Japan Tobacco Inc., the world’s third-largest publicly traded cigarette maker, aims to boost overseas profit at least 10 percent as a tax increase damps demand at home.

Japan Tobacco plans to increase sales in countries including Russia, Yasushi Shingai, executive vice president of the JT International SA unit, said in an interview on Feb. 10 in Tokyo, where the company is based. The cigarette maker will focus on its more profitable brands including Mild Seven and Winston, he said.

Yasushi Shingai , executive vice president of JT International SA, speaks during an interview in Tokyo.

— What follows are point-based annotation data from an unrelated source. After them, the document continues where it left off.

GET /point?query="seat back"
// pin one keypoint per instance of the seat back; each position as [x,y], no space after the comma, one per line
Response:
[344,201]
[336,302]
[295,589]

Yasushi Shingai , executive vice president of JT International SA, speaks during an interview in Tokyo.

The company is targeting profit growth in Russia even as the country seeks to crack down on smoking through an advertising ban and higher taxes. Eastern Europe including Russia is the biggest overseas market for Japan Tobacco, accounting for 48 percent of its international unit’s sales volume in 2010, the company said Feb. 7.

Earnings before interest, taxes, depreciation and amortization, or Ebitda, for Japan Tobacco’s international business rose 7.7 percent in dollar terms, based on constant rates of exchange, last year after gaining 15 percent in 2009, Japan Tobacco said last week.

The company had a 37 percent market share in Russia. Japan Tobacco also aims to expand sales in the Middle East and North Africa, Shingai said.

Japan Tobacco rose 0.5 percent to 335,000 yen at the 3 p.m. close in Tokyo trading. The stock has advanced 11.5 percent this year, compared with a 4.9 percent gain in Japan’s benchmark Nikkei 225 Stock Average.
Domestic Sales

Net income for the year ending March 31 may decline 1.8 percent to 136 billion yen ($1.6 billion), Japan Tobacco said Feb. 7. The company expects domestic cigarette sales in the 12- month period will fall 12 percent after a tax increase in October pushed up prices. The average price of 20 cigarettes rose 37 percent to 410 yen on Oct. 1, according to the Tokyo- based Tobacco Institute of Japan.

The cigarette maker bought RJR Nabisco Inc.’s international businesses, including the Camel and Winston brands, in 1999 and the U.K.’s Gallaher Group in 2007.